「神風」(1972年) (ハヤカワ・ノンフィクション) ベルナール・ミロー (著), 内藤 一郎 (翻訳)

原書刊行は1970年。タイトルは『叙事詩カミカゼ』。
特攻に思いを馳せたフランス人がいた。

その目の付けどころと精神性の深さが迫ってくる。

 

 第9章「彼らの教えてくれたもの」 
「日本と日本人がアメリカのプラグマティズムと正面衝突をし、そして戦争末期の数ヶ月間にアメリカの圧倒的な物量と技術的優位の前に、決定的な優勢を敵に許してしまったとき、日本人は対抗手段を過去からひき出してきた。すなわち伝統的な国家への殉死、肉弾攻撃法である。 
 このことを、我々西欧人はわらったり、あわれんだりしていいものであろうか。むしろそれは偉大な純粋性の発露ではなかろうか。日本国民はそれをあえて実行したことによって、人生の真の意義、その重大な意義を人間の偉大さに帰納することのできた、世界で最後の国民となった。

 ベルナール・ミロー(フランス ジャーナリスト) 
 1929年パリに生まれる。ジャーナリスト。第二次世界大戦に関する記事には定評がある。 20歳のとき太平洋戦争に関する極めて重要な資料を収集。「太平洋戦争」のタイトルで上梓された二巻 (「日本の進撃」「アメリカの逆襲」共にロベール・ラフォン刊)は、太平洋地域の戦闘に関する権威となっている。 

 

「本書の目的は、そのような皮相的な見方から一歩踏みこんで、西欧から見た神風に、新たな脚光を浴びせることであった。また著者の意図したところは、この日本の自殺攻撃が集団的発狂の興奮の結果などでは断じてなく、国家的心理の論理的延長が到達した点であらわれた現象であり、戦局の重圧がそれをもたらしたものであることを明らかにすることにあった。
日本において2000年間眠りつづけてきたハスの実が、栽培されて開華したことを耳にしたことがある。
その花に著者は神風の精神をなんとなくなぞらえてみたくなった。 

 たしかに日本人の実行したこの突飛な飛躍はむなしい。結果としてのいたましい敗戦に、この行為はあまりにも不合理とも見えよう。そしてこの行為に散華した若者たちの命は、あらゆる戦争におけると同様に無益であった。

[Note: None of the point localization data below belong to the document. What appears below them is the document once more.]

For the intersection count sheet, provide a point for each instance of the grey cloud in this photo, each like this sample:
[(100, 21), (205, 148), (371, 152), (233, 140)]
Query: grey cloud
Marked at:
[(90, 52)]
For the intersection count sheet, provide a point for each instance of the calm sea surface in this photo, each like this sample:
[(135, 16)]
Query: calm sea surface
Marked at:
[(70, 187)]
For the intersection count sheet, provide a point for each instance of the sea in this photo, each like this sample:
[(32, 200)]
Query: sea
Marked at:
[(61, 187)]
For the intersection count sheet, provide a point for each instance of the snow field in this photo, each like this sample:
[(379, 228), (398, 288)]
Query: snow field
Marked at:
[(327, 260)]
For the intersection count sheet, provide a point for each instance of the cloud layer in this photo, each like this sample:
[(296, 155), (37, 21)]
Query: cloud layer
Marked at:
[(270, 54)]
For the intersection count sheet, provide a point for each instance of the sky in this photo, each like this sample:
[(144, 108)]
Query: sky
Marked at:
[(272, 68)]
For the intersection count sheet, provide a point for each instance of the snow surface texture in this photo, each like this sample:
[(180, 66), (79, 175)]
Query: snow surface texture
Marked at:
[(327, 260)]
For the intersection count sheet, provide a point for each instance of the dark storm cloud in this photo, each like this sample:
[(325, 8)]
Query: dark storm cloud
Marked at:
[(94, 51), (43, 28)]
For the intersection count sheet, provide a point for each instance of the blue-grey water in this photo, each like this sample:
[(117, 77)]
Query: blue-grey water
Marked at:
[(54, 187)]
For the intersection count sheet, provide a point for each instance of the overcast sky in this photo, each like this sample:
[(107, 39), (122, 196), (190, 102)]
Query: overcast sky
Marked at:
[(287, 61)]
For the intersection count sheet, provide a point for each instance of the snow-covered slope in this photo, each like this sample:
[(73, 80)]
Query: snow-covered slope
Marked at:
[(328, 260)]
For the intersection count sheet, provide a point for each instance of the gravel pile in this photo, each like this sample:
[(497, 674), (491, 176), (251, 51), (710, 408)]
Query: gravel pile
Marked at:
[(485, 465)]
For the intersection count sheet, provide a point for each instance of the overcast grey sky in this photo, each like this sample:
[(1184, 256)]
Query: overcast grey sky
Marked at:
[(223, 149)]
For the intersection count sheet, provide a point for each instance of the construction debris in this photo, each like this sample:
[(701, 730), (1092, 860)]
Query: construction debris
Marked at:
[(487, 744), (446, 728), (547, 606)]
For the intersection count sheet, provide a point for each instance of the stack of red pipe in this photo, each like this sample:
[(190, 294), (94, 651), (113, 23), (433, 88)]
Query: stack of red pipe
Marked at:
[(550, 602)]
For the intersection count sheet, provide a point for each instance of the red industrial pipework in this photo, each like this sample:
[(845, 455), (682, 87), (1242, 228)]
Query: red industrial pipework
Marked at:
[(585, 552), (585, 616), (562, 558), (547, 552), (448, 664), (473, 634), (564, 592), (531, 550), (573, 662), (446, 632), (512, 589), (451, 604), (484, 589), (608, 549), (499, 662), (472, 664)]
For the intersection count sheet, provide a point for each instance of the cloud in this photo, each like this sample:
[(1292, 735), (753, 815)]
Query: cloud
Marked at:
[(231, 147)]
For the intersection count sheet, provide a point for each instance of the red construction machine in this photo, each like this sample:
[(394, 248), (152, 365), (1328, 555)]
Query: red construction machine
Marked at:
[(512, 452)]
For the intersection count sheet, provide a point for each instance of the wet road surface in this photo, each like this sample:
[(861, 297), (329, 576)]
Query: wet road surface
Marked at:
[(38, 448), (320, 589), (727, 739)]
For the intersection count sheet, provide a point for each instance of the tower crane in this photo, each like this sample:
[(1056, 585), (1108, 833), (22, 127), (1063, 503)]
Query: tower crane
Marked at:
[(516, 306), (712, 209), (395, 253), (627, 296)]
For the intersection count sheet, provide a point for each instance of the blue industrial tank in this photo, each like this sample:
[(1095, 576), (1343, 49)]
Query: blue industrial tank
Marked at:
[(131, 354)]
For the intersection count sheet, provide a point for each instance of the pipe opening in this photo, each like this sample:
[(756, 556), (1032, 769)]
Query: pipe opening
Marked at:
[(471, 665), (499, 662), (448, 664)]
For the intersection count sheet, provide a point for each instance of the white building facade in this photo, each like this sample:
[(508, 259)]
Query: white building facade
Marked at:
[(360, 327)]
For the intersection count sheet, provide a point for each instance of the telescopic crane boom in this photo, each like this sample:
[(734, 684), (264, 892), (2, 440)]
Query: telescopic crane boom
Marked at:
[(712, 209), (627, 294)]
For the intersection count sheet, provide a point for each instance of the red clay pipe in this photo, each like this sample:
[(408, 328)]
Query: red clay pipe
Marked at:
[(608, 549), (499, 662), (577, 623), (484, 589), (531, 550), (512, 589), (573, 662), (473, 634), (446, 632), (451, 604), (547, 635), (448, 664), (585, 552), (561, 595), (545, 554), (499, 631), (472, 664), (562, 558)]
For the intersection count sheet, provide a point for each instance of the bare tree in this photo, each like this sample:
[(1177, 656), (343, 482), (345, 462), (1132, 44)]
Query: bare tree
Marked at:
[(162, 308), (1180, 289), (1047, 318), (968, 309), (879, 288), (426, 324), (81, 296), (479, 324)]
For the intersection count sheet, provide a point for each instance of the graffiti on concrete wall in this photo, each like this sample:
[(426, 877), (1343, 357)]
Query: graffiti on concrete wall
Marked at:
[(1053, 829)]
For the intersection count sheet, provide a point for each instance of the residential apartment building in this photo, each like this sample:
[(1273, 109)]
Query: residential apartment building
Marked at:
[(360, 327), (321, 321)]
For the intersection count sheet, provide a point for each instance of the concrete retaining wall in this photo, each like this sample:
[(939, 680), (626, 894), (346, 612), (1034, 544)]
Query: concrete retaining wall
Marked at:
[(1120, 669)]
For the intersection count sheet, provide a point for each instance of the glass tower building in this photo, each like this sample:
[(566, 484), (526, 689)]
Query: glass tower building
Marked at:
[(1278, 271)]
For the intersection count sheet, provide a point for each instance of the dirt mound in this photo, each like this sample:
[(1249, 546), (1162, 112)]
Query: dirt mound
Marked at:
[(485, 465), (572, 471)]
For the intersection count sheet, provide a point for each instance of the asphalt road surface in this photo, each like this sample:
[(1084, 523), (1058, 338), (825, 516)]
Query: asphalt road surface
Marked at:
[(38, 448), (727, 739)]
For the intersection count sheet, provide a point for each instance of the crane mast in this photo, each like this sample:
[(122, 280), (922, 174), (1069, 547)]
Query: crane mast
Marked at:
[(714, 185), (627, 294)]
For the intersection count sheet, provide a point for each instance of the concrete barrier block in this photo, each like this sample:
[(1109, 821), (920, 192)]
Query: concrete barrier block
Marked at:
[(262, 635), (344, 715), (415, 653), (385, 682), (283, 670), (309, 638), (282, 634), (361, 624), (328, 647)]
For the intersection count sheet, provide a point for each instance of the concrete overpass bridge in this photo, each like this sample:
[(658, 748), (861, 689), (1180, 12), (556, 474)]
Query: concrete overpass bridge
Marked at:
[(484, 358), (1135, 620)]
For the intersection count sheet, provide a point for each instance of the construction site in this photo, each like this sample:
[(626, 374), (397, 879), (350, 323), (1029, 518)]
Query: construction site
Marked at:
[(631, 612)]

たしかに我々西欧人は戦術的自殺行動などという観念を容認することができない。しかしまた、日本のこれら特攻志願者の人間に、無感動のままでいることも到底できないのである。

これら日本の英雄達は、この世界に純粋性の偉大さというものについて教訓を与えてくれた。彼らは1000年の遠い過去から今日に、人間の偉大さというすでに忘れ去られてしまったことの使命を、 とり出して見せつけてくれたのである。
彼らを活気づけていた論理がどうあれ、彼らの勇気、決意、、自己犠牲には、感嘆を禁じ得ないし、また禁ずべきではない。